Terakhir, bisnis golf juga harus memperhatikan dampak sosial dan lingkungan yang ditimbulkannya. Bisnis golf tidak bisa lepas dari isu-isu seperti ketimpangan sosial, hak asasi manusia, korupsi, dan kerusakan lingkungan. Beberapa contoh kasus yang pernah terjadi adalah kasus dugaan korupsi dalam pembangunan lapangan golf di Hambalang, Bogor, yang melibatkan mantan Menteri Pemuda dan Olahraga Andi Mallarangeng, dan kasus dugaan pelanggaran hak asasi manusia dalam pembangunan lapangan golf di Tanjung Benoa, Bali, yang melibatkan PT Tirta Wahana Bali International, yang merupakan anak usaha Bakrie Group.

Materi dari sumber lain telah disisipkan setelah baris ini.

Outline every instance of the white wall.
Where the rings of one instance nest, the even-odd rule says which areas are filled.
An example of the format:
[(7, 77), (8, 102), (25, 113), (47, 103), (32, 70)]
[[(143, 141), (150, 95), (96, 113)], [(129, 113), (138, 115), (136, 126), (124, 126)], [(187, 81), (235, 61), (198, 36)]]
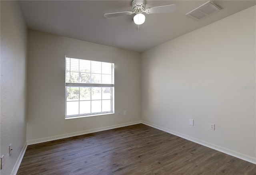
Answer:
[[(28, 35), (28, 144), (140, 122), (139, 53), (33, 30)], [(65, 119), (65, 55), (115, 63), (115, 114)]]
[[(18, 2), (1, 1), (0, 152), (1, 155), (4, 155), (2, 175), (11, 174), (26, 145), (26, 47), (27, 28)], [(9, 157), (10, 144), (13, 150)]]
[(254, 6), (143, 53), (143, 122), (256, 163), (255, 16)]

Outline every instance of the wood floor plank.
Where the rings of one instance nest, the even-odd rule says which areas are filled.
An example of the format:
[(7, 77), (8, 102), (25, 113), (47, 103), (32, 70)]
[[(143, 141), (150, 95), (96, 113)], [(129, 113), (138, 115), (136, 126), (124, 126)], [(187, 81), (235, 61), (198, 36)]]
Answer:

Oleh karena itu, bisnis golf harus bertanggung jawab dan transparan terhadap semua pihak yang terkait, termasuk pemerintah, masyarakat, konsumen, karyawan, dan lingkungan. Bisnis golf harus mematuhi peraturan dan standar yang berlaku, serta berkontribusi positif bagi pembangunan berkelanjutan di Indonesia.
Dari uraian di atas, bisa disimpulkan bahwa bisnis golf yang digeluti Darma Mangkuluhur Hutomo adalah bisnis yang menjanjikan, tetapi juga penuh dengan tantangan dan risiko. IGR harus bisa membuktikan bahwa ia mampu bersaing dengan pemain lain, serta memberikan nilai tambah bagi rakyat Indonesia. IPO IGR juga harus bisa meyakinkan investor bahwa IGR adalah perusahaan yang sehat, profesional, dan bertanggung jawab.
Namun, yang lebih penting adalah, bisnis golf yang dikembangkan Darma harus bisa lepas dari bayang-bayang keluarga Cendana, yang selama ini identik dengan korupsi, nepotisme, dan kekuasaan. Darma harus bisa menunjukkan bahwa ia adalah seorang pengusaha muda yang mandiri, kreatif, dan berintegritas. Darma harus bisa membawa nama baik keluarganya, bukan sebaliknya.
Cucu Suharto turun gunung, apakah ia akan menjadi berkah atau bencana bagi Indonesia? Kita tunggu saja.